Rollo’s body was never recovered.
NANCY PICKARD
Light Bulb
FROM Kansas City Noir
The Paseo
IT TOOK JUDY HARMON fifty-eight years to wonder about the other children. Maybe it was the deluge outside her apartment that reminded her of the flooding that summer in Kansas City back in the ’50s. Maybe it was the lightning flashing over downtown Detroit that jogged her memory. Whatever the cause, the epiphany struck her all of a nasty sudden while she was doing nothing more than watching a crime show on TV and drinking her supper of wine and more wine.
Oh my God, there must have been other children.
Judy sat up so fast that she spilled wine and didn’t care: pink blotch on white pants, new stain on her conscience seeping through to soak her in dismay. Only now, fifty-eight years later, did her unconscious pull a light cord to force her to look—Over here, Judy!—at the decaying fly in the spidery corner of her psyche’s forgotten basement.
How could I have failed to realize it for so long?

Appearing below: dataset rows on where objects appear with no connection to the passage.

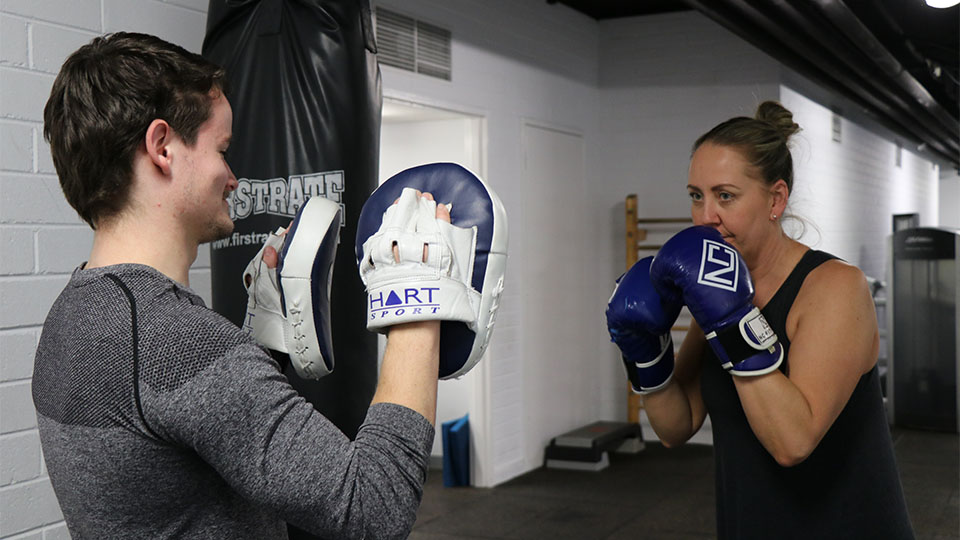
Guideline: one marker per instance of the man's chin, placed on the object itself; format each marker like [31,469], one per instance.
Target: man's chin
[218,231]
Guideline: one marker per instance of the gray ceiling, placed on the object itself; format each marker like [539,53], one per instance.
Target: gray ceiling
[896,59]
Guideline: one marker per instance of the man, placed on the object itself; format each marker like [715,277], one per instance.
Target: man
[158,417]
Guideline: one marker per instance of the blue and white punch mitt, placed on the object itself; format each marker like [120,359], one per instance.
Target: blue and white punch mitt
[288,307]
[459,281]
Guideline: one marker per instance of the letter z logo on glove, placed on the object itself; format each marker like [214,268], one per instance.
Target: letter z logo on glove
[719,266]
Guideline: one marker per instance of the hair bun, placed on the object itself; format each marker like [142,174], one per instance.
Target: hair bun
[778,116]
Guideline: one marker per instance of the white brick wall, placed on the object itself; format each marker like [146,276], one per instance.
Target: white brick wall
[41,237]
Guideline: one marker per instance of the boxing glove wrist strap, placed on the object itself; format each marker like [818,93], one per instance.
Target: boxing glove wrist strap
[649,377]
[736,344]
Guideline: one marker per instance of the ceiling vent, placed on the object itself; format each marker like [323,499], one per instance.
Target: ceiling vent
[406,43]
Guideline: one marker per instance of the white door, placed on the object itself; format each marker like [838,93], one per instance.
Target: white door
[558,381]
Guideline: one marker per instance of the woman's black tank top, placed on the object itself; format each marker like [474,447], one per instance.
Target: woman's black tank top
[849,487]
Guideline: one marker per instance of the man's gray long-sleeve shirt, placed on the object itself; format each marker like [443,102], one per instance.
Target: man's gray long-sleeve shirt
[161,419]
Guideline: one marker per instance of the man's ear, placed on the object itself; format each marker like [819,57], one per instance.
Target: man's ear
[158,138]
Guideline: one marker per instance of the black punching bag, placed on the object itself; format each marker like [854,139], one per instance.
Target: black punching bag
[305,88]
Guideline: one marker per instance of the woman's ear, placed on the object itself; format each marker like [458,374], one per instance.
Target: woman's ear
[779,196]
[157,140]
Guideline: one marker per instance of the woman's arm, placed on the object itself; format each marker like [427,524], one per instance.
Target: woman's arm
[677,411]
[833,343]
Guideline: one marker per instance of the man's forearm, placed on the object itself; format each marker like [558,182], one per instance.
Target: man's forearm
[408,375]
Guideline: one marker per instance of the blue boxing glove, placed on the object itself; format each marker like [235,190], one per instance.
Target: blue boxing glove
[639,323]
[715,284]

It felt like her boss coming in to tell her she was fired, which he had done last week. It felt like not being able to pay her mortgage, which sh
e couldn’t next month. It felt like watching her retirement slip away as CEOs bought yachts and stockbrokers sent their kids to private schools. It felt like when she’d realized that she was never getting married, or having children, or doing anything but working all of her life, and it felt like not even being able to do that now. It was a sinking in her stomach, a sick feeling in her heart, a setting of a match to an unburned pile of regret.
I was a child myself! I couldn’t have known!
She defended herself to herself and to the other—possibly other, probably other—children who might have been hurt, might have been scarred, by the man.
Outside, rain plunged down her windows in the same waterfall way it had poured that July in Kansas City. That summer, the Missouri River drowned the industrial districts of both Kansas Citys—the Missouri one, where she spent her childhood, and the smaller, poorer one in Kansas. She remembered staring at the frightening water from the back seat of her parents’ ’47 Chevy. The river made a washing sound, like surf where there wasn’t supposed to be a beach. Judy remembered a green car, brown water, and a dull bright sky that looked like the dirty chrome on the car’s bumpers before her daddy washed them in the parking lot behind their apartment on Paseo. The air that summer smelled wet—not the fresh, clean wet of ordinary summers, but the wet of dirty dishrags, drowned rats, overflowing sewers. She’d been excited to see the flood, wanted to get near enough to watch it rising up the floors of the buildings, and then got scared when her father inched the car close enough to spy the river’s currents. They bubbled ugly brown and sudsy white; they surged and swirled in boat-sucking eddies.
“Back up, Daddy! Back up!” she had yelled in panic from the back seat. That had made her father smile, but he slid the gearshift into neutral and didn’t tease the Chevy any closer.